I have heard a lot of derisive commentary about relays.osirusoft.com but people still use them. Why? Here is some data. I just went through the last 5 weeks of spam trash that were directed to me at my address. I had 105 hits on relays.osirusoft.com which list spews as the reason. All 105 were spam. That is an average of 21 per week, 3 a day, every day, with zero false positives. I also had 188 from relays.osirusoft.com which listed reasons other than spews. That makes 293 total messages that relays.osirusoft.com correctly listed and zero false positives over the course of five weeks. YMMV definitely in this case but this is the data from my site. For the record I also understand the collateral damage problem and am also of similar mind to Matt and Dan and a few of the others. People continue to use relays.osirusoft.com because it is very effective at tagging spam. When there is something that is similarly effective that avoids the spews problem then people will flock to it. But nothing else exists that is similarly effective at this moment in time. I am not willing to get an additional 21 spam messages a week when I am not seeing any false positives myself. > We (SpamAssassin) need to separate out SPEWS listings so that the GA > can assign an appropriate score (could be higher or lower, but I > would wager that it will be lower). Continuing that thought, I disagree that RBLs should be used by the GA in SA at all. That RBL data can be different at different times. I really believe the GA should be trained on the content of the message without RBL input. If it is deprived of the RBL information will the GA have improved results over the content? It should. I believe the RBL input to SA should be a manual control at a low value.
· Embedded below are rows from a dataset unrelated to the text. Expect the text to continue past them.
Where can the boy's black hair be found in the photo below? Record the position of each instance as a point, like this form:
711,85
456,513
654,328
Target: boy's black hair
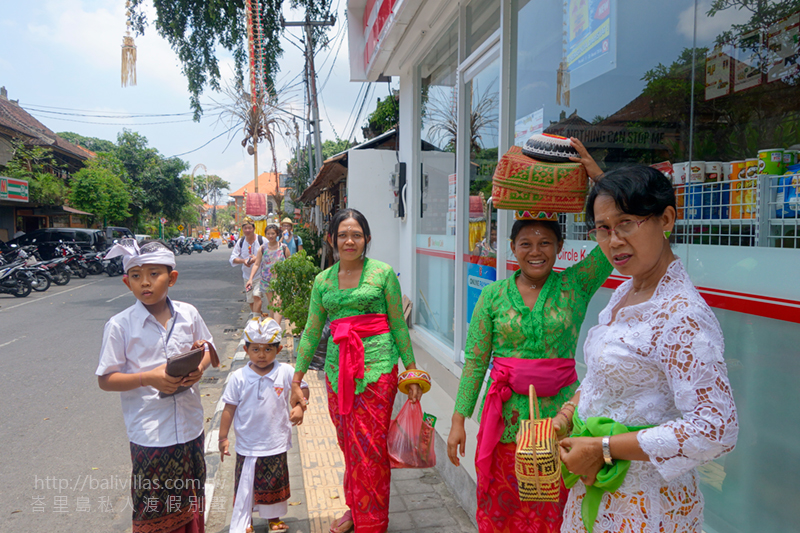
552,225
636,190
340,216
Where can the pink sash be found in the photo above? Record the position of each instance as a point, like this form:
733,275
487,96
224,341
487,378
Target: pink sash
511,374
347,333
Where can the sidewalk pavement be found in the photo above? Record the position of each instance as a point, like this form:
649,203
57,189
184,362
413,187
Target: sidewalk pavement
420,499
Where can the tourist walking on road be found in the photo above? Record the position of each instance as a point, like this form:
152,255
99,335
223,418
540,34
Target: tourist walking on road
268,254
363,300
656,401
294,242
244,253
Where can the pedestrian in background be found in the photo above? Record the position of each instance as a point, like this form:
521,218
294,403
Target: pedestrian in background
257,404
363,300
268,254
165,431
294,242
244,253
656,402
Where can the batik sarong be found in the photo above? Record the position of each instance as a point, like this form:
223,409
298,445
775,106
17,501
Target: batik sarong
362,438
500,509
168,488
262,484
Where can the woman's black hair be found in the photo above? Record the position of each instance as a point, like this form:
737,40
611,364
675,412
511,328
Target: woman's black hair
552,225
340,216
636,190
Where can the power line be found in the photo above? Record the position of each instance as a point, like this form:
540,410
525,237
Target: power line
209,142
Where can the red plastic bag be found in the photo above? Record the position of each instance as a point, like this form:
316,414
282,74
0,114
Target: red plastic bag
410,439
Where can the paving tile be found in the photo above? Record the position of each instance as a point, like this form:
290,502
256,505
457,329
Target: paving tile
432,518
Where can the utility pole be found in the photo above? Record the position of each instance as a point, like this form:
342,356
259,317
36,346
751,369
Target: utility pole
309,25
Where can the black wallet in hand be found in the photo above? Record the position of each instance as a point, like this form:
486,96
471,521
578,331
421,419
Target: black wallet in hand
181,365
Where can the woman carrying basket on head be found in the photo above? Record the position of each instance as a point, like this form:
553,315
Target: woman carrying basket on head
527,327
362,299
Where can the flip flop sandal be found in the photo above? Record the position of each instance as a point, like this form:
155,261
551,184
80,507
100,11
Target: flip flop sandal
278,525
346,517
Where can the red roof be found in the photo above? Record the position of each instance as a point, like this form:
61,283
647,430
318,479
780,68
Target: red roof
15,120
267,184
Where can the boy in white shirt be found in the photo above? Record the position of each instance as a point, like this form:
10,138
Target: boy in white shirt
257,402
165,433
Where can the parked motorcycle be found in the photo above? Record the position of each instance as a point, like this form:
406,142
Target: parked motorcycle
12,282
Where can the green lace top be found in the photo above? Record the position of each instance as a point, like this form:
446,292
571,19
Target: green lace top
378,291
503,326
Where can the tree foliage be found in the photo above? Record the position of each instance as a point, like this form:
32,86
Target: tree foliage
292,283
98,189
90,143
197,30
38,166
385,117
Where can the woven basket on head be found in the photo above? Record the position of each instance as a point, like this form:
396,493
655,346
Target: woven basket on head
537,462
520,182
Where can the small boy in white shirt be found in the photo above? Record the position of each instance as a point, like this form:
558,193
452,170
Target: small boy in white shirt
257,403
165,433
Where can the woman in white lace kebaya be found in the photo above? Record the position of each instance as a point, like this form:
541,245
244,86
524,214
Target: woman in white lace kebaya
656,401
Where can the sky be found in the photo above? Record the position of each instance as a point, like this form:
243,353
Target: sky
63,56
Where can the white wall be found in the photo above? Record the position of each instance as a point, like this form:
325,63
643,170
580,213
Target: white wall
369,191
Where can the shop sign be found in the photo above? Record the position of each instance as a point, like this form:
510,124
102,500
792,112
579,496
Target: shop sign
591,34
13,189
618,136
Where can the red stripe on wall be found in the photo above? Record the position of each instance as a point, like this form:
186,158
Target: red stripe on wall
437,253
740,302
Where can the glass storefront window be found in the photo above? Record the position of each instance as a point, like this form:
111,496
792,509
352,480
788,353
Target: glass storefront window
436,227
479,231
482,19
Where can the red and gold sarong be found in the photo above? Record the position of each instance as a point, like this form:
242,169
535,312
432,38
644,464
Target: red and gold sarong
362,437
499,508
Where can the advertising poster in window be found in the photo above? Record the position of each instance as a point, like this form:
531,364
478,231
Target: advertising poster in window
528,125
782,40
590,39
718,72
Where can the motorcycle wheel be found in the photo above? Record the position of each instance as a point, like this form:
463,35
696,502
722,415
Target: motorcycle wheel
61,276
23,289
41,283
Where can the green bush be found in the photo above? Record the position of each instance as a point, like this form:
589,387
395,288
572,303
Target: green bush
312,242
291,282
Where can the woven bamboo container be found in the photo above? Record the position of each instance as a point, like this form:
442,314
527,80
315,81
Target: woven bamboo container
520,182
537,461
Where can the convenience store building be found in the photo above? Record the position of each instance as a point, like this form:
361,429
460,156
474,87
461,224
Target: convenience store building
638,82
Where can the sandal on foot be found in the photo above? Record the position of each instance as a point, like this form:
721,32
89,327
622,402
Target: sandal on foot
278,525
346,517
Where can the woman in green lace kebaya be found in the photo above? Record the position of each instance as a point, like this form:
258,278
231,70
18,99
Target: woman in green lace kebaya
362,298
526,327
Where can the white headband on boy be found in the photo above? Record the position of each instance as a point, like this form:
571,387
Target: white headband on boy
132,256
262,331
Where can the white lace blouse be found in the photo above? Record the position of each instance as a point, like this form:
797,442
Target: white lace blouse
658,364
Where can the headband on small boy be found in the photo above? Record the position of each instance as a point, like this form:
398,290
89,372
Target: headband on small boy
262,331
152,253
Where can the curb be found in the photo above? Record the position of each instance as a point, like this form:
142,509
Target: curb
211,446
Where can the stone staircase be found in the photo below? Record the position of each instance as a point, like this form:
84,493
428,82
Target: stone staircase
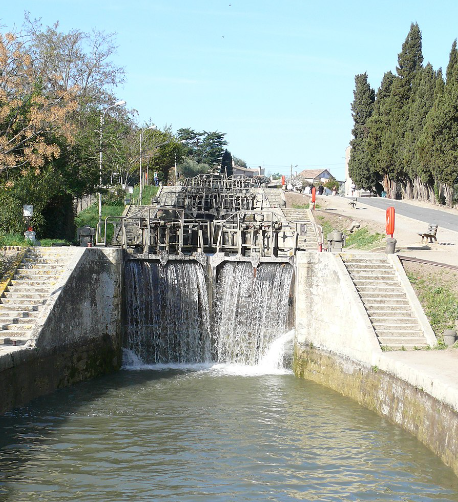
309,241
28,291
386,303
274,197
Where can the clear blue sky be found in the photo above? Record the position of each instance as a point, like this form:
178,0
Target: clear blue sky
276,76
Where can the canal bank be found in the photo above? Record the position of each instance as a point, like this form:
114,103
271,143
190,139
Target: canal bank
337,346
77,334
79,337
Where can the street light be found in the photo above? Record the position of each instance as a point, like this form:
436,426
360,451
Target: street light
102,118
153,127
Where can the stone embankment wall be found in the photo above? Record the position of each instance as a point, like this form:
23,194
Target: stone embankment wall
337,347
78,337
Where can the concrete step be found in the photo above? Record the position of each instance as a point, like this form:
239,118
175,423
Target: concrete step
398,332
382,297
30,293
22,301
34,272
377,282
394,323
387,308
35,282
25,287
374,275
379,316
16,328
376,289
5,307
404,346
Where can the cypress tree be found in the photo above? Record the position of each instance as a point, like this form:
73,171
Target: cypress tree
419,181
362,108
380,139
410,61
441,133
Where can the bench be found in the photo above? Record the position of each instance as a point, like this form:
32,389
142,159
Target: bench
430,234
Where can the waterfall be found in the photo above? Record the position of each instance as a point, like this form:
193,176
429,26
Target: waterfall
167,312
251,310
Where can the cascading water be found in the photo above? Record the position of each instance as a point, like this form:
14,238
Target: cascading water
168,319
167,312
251,310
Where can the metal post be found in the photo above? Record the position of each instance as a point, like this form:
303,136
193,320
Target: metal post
141,173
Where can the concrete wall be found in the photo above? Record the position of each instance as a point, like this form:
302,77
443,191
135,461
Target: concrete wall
432,421
337,347
329,312
78,335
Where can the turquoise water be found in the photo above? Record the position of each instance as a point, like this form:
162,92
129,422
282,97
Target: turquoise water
216,434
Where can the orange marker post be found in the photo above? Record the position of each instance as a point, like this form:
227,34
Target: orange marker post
390,221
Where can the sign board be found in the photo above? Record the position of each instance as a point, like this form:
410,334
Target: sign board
27,210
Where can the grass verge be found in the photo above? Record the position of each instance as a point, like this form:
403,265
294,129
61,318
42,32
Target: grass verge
437,292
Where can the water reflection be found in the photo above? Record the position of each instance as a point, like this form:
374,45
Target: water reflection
211,435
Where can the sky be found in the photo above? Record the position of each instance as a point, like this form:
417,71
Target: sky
277,77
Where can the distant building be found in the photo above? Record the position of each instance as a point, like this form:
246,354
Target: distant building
315,175
239,171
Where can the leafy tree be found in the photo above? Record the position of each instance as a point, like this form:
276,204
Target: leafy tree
362,108
226,163
239,162
213,144
30,118
203,147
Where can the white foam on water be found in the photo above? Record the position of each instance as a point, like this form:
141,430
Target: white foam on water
132,362
270,364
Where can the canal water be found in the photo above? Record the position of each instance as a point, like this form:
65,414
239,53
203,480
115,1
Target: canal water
210,433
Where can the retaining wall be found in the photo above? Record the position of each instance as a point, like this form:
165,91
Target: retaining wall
337,347
78,335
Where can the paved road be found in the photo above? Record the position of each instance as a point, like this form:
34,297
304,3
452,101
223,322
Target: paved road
440,218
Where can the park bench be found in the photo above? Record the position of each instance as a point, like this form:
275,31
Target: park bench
430,234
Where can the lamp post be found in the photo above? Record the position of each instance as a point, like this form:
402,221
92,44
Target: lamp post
102,118
153,127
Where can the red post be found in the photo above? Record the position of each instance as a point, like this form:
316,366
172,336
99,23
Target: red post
313,197
390,221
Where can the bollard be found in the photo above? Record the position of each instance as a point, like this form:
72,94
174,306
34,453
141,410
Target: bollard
449,337
390,245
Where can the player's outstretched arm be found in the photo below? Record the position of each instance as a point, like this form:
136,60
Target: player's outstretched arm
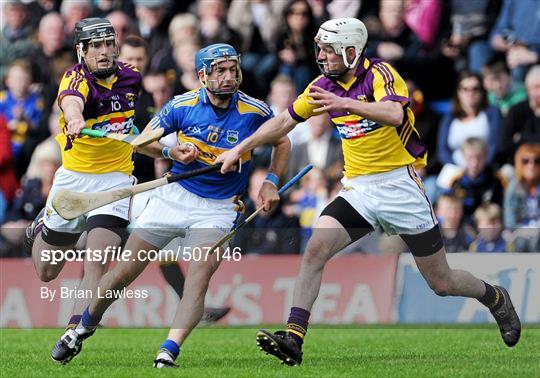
384,112
269,132
73,106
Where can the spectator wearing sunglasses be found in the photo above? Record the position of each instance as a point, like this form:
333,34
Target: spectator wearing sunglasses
470,117
522,125
522,197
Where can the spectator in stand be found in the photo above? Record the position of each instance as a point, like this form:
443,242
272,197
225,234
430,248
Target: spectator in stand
522,125
490,238
270,233
522,199
182,29
257,22
38,8
295,49
134,51
213,26
471,23
52,45
479,183
457,235
426,122
8,180
183,26
517,34
322,150
121,23
16,36
31,198
396,43
184,59
423,18
73,11
22,106
471,116
501,91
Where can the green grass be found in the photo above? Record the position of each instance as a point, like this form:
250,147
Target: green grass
382,351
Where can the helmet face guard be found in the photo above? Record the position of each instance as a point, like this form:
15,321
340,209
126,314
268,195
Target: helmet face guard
93,31
340,34
209,57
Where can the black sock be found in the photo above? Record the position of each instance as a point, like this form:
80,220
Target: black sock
73,321
493,298
174,277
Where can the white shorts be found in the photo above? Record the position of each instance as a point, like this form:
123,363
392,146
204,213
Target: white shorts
173,211
393,201
86,182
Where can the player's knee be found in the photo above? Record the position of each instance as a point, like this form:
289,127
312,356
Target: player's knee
441,286
95,271
316,252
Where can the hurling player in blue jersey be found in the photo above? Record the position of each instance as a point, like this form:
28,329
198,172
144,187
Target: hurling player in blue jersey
208,121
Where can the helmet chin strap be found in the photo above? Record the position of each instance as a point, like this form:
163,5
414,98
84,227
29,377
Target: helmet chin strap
105,73
98,73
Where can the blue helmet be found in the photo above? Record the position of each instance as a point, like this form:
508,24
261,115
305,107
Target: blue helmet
213,54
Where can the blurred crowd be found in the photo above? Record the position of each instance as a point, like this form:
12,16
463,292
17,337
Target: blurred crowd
472,68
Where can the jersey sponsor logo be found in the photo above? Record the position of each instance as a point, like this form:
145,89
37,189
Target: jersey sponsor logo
232,136
194,130
357,129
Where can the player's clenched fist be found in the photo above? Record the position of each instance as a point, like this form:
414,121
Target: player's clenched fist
75,126
268,196
229,159
184,153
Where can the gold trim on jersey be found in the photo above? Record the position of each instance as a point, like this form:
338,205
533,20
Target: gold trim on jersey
244,107
208,154
106,117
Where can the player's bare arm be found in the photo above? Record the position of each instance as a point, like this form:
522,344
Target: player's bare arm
386,112
268,195
184,153
73,106
270,131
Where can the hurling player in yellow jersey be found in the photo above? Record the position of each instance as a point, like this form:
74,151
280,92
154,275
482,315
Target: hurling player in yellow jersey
98,93
367,101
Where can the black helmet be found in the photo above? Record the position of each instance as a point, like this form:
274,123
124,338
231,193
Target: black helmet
92,30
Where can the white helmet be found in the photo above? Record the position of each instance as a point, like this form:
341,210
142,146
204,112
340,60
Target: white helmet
341,33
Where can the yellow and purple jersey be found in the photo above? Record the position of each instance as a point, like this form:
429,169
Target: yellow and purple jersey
368,146
195,120
107,107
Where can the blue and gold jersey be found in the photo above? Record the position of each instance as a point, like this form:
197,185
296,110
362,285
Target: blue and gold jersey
193,117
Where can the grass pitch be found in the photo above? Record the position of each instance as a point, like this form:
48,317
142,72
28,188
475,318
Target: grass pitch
383,351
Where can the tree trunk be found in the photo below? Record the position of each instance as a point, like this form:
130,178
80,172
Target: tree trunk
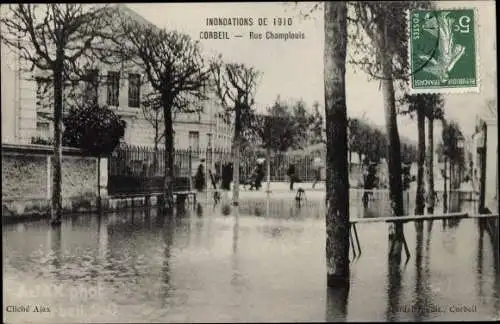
445,189
337,217
168,175
236,155
394,148
56,210
155,156
419,199
268,167
99,184
430,166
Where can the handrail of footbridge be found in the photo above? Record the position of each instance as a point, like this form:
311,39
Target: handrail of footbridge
404,219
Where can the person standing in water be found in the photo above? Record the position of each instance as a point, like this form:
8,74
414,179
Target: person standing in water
291,175
317,164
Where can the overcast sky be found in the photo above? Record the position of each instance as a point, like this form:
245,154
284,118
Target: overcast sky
293,69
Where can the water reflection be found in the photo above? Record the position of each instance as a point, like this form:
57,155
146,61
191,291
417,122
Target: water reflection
203,266
55,236
235,260
168,231
423,303
394,276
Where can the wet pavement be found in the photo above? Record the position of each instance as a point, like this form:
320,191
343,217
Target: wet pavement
264,263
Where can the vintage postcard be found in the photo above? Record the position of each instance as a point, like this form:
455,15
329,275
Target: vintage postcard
250,162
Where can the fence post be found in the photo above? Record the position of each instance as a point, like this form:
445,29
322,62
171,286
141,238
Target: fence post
190,169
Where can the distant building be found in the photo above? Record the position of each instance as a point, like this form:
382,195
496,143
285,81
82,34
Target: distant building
26,108
486,152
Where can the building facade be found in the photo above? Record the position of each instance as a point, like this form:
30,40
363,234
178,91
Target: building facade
27,107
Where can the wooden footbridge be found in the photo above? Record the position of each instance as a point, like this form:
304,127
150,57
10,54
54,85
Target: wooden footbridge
354,238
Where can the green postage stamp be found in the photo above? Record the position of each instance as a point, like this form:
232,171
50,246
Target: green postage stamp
443,51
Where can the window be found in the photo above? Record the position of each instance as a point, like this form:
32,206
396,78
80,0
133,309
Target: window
194,140
134,90
113,88
42,94
42,125
91,90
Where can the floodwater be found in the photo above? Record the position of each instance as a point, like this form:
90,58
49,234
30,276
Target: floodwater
263,263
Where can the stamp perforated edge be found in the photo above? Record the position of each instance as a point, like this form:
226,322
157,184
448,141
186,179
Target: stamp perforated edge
457,90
Any individual user can increase the score if they desire. The strenth of SA is to look at the content and catagorize the message based upon the content with no _single_ score having too high of a lever on the result. I would like to see SA continue to push in that area and to avoid the distraction of using the RBL information in the GA generated scores. RBL data should be a manually scored input to SA but not an overwhelmingly large input. If it really is spam then the content will drive the score over the threshold. Bob
Description: PGP signature